Au delà de la visite du SAMIFIN où la délégation burundaise a été chaleureusement accueillie et informé sur les procédures, les pratiques et les défis de ce service, des visites ont également été organisées dans d'autres institutions malgaches clés dans la LCB/FT. Il s'agit notamment  du Ministère de l'Economie et des Finances (MEF), où la délégation burundaise a rencontré le Directeur Général des impôts, ainsi que la Banque Centrale.

Rencontre avec le Directeur Général des Impôts
Rencontre avec des cadres de la Banque Centrale de Madagascar

Cette collaboration avec le SAMIFIN a déjà posé les bases d'un partenariat solide entre le Burundi et le Madagascar en matière de LBC/FT à travers un Mémorandum d'Entente déjà signé entre les deux parties.

Signature d'un Mémorandum d'Entente entre la CNRF et le SAMIFIN

Adhésion effective du Burundi à l’ESAAMLG

Du 1er au 9 septembre 2023 à Kasane au Botswana, le Secrétariat  Exécutif de l’Organisation de l’Afrique Orientale et Australe chargée de la lutte contre le Blanchiment des capitaux et le Financement du terrorisme (LBC/FT) dénommée ESAAMLG en anglais (Eastern and Southern Africa Anti Money Laundering Group),  en collaboration avec la République de Botswana,  a organisé la 46eme réunion du groupe de travail des Hauts Fonctionnaires de cette organisation.

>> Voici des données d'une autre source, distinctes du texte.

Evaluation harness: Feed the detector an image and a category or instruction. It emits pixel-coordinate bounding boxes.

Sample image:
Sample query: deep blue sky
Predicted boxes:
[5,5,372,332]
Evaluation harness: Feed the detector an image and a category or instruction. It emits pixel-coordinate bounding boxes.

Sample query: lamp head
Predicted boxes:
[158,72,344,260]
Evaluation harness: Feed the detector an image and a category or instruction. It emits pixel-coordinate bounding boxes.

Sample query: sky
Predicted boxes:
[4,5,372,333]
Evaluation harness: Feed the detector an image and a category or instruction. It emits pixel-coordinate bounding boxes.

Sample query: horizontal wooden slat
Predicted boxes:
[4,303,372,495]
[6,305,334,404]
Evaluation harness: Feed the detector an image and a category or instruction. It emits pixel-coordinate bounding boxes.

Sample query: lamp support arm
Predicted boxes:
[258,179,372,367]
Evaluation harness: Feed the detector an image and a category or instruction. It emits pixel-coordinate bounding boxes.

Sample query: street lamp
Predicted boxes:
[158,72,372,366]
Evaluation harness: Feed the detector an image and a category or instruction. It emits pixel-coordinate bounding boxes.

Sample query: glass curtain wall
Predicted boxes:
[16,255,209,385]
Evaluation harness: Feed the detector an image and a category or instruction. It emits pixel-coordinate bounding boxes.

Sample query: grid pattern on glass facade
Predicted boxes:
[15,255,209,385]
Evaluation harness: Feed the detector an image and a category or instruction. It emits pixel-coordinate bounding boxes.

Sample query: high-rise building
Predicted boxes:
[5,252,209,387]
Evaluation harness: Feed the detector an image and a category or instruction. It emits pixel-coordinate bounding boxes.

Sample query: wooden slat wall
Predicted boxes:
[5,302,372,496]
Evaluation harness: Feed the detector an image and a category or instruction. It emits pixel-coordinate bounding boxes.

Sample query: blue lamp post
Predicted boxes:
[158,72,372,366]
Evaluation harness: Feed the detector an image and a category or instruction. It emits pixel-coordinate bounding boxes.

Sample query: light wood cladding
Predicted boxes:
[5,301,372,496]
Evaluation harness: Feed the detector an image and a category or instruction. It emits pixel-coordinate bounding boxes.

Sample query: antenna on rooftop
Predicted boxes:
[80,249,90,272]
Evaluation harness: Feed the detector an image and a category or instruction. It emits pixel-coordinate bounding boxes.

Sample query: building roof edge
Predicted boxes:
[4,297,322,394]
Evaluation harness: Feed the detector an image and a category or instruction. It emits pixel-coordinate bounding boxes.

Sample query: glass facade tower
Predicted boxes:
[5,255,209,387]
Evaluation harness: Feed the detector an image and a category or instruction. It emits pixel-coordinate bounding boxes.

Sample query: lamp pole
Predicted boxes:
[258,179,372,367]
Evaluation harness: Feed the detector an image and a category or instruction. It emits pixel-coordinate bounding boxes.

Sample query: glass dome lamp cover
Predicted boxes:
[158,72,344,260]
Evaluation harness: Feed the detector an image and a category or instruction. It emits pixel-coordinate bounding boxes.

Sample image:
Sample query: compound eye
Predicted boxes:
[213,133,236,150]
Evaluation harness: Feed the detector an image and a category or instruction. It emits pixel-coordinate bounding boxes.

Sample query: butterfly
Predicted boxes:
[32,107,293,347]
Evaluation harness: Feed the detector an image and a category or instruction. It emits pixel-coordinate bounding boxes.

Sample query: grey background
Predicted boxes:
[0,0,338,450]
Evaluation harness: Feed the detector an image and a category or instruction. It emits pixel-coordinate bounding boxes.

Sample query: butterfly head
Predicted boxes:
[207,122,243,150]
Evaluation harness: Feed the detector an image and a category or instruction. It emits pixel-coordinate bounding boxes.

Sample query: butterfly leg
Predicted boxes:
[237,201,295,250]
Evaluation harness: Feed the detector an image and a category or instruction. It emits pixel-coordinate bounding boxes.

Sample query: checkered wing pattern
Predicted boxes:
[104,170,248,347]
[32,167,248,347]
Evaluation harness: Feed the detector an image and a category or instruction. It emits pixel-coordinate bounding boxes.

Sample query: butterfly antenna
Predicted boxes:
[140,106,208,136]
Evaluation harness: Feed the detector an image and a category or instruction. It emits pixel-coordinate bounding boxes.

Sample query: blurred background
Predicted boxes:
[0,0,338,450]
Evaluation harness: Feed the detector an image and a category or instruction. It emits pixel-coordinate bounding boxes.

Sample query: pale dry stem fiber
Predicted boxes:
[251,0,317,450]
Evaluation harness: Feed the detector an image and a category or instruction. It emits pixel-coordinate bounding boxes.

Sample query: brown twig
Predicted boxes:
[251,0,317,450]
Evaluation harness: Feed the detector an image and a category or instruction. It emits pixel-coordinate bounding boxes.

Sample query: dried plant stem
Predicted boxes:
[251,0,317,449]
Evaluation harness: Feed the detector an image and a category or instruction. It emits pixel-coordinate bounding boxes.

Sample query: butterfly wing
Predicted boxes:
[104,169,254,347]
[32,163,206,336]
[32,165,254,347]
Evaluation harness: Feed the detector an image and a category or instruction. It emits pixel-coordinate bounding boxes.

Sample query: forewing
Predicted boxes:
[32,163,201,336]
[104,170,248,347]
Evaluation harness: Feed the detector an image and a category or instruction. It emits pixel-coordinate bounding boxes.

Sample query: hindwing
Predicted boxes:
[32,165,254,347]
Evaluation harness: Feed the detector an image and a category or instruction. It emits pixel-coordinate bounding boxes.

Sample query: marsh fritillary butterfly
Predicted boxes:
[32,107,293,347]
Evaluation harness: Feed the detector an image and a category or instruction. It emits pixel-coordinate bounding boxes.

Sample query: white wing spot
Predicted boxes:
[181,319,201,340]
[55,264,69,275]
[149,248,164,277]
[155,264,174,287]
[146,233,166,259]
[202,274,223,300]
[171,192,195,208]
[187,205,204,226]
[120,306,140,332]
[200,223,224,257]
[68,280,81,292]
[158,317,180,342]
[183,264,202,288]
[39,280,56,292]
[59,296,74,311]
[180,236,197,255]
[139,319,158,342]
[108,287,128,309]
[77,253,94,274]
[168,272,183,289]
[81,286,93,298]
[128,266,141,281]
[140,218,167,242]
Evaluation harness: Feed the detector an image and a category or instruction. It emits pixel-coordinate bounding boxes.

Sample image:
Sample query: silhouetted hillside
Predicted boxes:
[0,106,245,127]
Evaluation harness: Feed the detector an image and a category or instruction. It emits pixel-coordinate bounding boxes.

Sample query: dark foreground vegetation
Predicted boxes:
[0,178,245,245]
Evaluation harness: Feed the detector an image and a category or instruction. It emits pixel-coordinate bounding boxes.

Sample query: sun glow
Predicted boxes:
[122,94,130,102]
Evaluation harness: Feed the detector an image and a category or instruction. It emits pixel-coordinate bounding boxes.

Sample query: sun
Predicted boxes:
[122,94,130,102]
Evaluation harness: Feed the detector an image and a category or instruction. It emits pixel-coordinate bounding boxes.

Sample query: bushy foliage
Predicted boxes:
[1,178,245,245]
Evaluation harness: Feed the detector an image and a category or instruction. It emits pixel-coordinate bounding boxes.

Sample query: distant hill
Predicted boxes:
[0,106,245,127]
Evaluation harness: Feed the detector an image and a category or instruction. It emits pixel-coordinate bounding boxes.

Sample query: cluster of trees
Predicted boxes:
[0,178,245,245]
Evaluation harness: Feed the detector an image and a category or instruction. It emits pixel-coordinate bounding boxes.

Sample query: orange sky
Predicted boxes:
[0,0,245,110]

A l’agenda de la réunion figuraient entre autres activités  l’analyse de l’état de la mise en application des recommandations de la mission de Haut niveau d’ESAAMLG  effectuée au Burundi au mois de mars 2023 et l’adhésion officielle du Burundi en tant que membre effectif au sein de l’ESAAMLG. Il convient de signaler que le Burundi avait le statut d’observateur au sein de cette organisation.

Le Burundi était représenté par treize membres dont huit de la CNRF (Cellule Nationale de Renseignement Financier), quatre venant des Institutions Financière (Banques), et une représentante de la cour Anti-corruption.

La délégation Burundaise a pu décrocher son adhésion à part entière à l’ESAAMLG. Cette adhésion est un évènement historique, une étape très importante pour le Burundi. Cet évènement a été une occasion de rassurer les partenaires de la CNRF en tant que garantie de la stabilité, la solidité, la crédibilité ainsi l’intégrité du système financier du Burundi.